The Map Problem Nobody's Talking About: When Your Robot's Eyes Disagree With Its Brain

Two new papers tackle the same fundamental issue, robots that can see perfectly fine but still get confused about what they're looking at.

By Mark Kowalski

2 hours ago6 min de lectura

Crédito de imagen: Lottie animation by Centre Robotics (LottieFiles Free, used with credit). · source

Why do robots still get lost in places they've been a hundred times?

I've been covering autonomy long enough to remember when the answer was always "better sensors." Then it was "more compute." Then it was "bigger neural nets." Now we're in the foundation model era, and guess what, robots are still getting confused about whether that thing in front of them is a parked car or a large shrub. The sensors got better! The compute got faster! The neural nets got enormous! And yet.

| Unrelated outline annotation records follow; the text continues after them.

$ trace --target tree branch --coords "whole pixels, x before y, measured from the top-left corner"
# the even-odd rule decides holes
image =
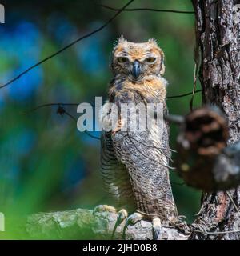
[[[110,239],[117,213],[77,209],[62,212],[39,213],[27,218],[25,229],[30,238]],[[121,239],[123,222],[116,230],[114,239]],[[153,239],[150,222],[140,221],[129,226],[126,239]],[[174,227],[162,227],[161,239],[186,240],[187,235]]]

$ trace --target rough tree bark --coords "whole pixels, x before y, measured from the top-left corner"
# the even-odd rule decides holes
[[[240,12],[239,1],[192,0],[196,13],[197,50],[203,103],[217,105],[228,119],[231,145],[240,138]],[[191,238],[239,239],[240,188],[205,194],[193,228],[220,232],[194,233]],[[223,232],[223,233],[221,233]],[[226,232],[226,233],[224,233]]]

Two papers dropped this week that I think get at something important, something the press releases and demo videos tend to gloss over. The problem isn't perception anymore, not really. The problem is that modern robots have two completely different ways of understanding the world, and those two ways keep contradicting each other.

The two-channel problem

Here's what's happening under the hood of any modern autonomous system worth its salt. You've got your geometric perception stack, the stuff that's been around since the DARPA Grand Challenge days, LiDAR, depth cameras, SLAM algorithms that build maps of physical space. This channel is boring and reliable. It knows where the walls are. It knows you can't drive through a concrete pillar.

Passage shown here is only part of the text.